He wants the province to declare the farmland a disaster area to allow producers to apply for disaster assistance funds.
The rural municipality, which declared a state of emergency this spring, can access the funds to help repair damaged infrastructure. He said the same support is not available to the farming community.
“Forty percent of the acres in this RM won’t get seeded, that’s our disaster,” he said. “We need something that will cover our cost of production on those acres that will not get seeded.”
Crop insurance programs can provide up to $50 an acre, but Black said producers need that topped up to cover their fixed costs.
That was the message he took to a meeting in Ottawa in April with federal agriculture minister Chuck Strahl.
Black said farmers need the commitment of money now to help them plan their growing year and meet with banks to extend credit or renegotiate loans.
Farmer Sharon Stegemann, who lives north of Somme, said her farm has to use another tractor and cultivator to smooth out deep ruts. Flooded fields and roads have prevented her family from fully assessing the extent of damage on the farm.
She cited the case of one local farmer whose oat crop was left out last fall and floated away with the water this spring.
Stegemann said the family, which normally begins seeding in the first week of May, does not expect to begin before mid-May at the earliest.
Harvesting in wet conditions created the deep ruts that will take weeks to dry out, she said.
“When it costs a half million dollars to put the crop in and you’ve got all your bills, you have to get your crop off,” she said.
The Stegemanns then spent $40,000 to dry their crops.
Stegemann, along with the Porcupine and District Disaster Area Farmers, is seeking funds for acres that will not be seeded due to excessive moisture.

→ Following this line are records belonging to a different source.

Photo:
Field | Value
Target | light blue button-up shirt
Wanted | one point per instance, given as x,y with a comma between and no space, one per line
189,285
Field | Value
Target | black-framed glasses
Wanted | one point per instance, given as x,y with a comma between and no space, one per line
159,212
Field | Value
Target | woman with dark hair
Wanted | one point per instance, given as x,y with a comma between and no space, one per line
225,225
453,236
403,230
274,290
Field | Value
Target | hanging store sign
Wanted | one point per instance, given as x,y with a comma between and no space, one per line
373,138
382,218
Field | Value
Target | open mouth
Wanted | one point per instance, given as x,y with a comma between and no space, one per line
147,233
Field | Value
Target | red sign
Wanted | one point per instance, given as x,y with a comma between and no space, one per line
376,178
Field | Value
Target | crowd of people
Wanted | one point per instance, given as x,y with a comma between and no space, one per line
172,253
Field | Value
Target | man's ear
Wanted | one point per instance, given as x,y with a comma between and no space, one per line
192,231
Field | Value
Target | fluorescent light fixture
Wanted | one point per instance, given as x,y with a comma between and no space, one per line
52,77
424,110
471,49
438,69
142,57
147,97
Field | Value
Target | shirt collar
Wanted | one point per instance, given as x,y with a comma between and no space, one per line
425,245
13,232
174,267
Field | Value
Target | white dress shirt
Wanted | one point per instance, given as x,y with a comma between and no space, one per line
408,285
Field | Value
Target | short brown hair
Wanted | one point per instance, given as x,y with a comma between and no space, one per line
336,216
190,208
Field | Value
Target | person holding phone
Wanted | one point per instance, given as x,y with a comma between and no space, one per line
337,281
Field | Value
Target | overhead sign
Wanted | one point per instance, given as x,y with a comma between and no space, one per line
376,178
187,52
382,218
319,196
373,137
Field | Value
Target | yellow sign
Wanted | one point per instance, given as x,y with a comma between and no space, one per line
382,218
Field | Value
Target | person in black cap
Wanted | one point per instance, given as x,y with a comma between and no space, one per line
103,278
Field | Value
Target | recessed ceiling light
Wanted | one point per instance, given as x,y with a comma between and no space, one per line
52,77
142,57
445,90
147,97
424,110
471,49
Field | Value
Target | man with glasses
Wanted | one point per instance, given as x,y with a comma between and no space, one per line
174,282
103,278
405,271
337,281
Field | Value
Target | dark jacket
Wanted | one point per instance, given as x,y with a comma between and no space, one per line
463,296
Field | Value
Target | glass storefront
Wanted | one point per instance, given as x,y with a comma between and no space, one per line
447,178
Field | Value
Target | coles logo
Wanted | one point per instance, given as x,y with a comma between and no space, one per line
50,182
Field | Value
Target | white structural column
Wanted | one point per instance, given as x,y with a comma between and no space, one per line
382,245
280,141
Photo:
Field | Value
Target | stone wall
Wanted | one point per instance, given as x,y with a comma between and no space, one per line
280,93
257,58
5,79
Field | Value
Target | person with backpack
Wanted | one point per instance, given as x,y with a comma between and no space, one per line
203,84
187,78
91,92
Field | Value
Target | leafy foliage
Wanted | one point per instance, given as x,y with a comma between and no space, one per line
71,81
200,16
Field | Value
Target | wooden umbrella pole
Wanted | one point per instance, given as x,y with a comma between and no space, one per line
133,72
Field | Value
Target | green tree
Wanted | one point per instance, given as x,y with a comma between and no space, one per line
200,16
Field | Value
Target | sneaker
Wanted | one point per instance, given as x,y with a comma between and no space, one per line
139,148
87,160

Ed Tanner, crop development specialist at Tisdale, said moisture levels fluctuate from location to location.
“There are areas quite badly flooded the farther east you go,” he said.
Tanner said spring work is only marginally behind at Melfort, although two or more weeks behind at Porcupine Plain, Hudson Bay and Carrot River.
“It’s a short season up there, so they can’t wait,” he said, noting many farmers will be forced to plant barley and oats.
Warm winds experienced last week will help dry things out, he said.
“A week of this will make quite a difference,” he said. “A week of wet weather is not what we’re looking for.”
In contrast to the wet north, southern Saskatchewan is much drier, particularly in the southwest where some seeding has begun.
Saskatchewan Agriculture’s crop report indicates that about one percent of last year’s harvest remained out this past winter, with one third of that expected to be harvested this spring.
Flooding and wildlife damage have rendered the remainder unsuitable for harvest.
In Alberta, areas of the Peace region are also reporting dry conditions, while southern Alberta is wet.
Doug McRae of McRae Holdings in Pincher Creek said seeding of barley is under way in areas near Calgary, Lethbridge and Pincher Creek.
That’s about two weeks behind schedule for the area, he said.
McRae noted Pincher Creek received an abundance of fall rain but little winter snow. Recent winds have helped dry out the surface but many producers are still dealing with wet fields.
One area farm had six tractors going; five pulling seeders and the sixth pulling the others out, he said.
“It looks like a good spring. There’s good moisture and the soil is saturated,” he said.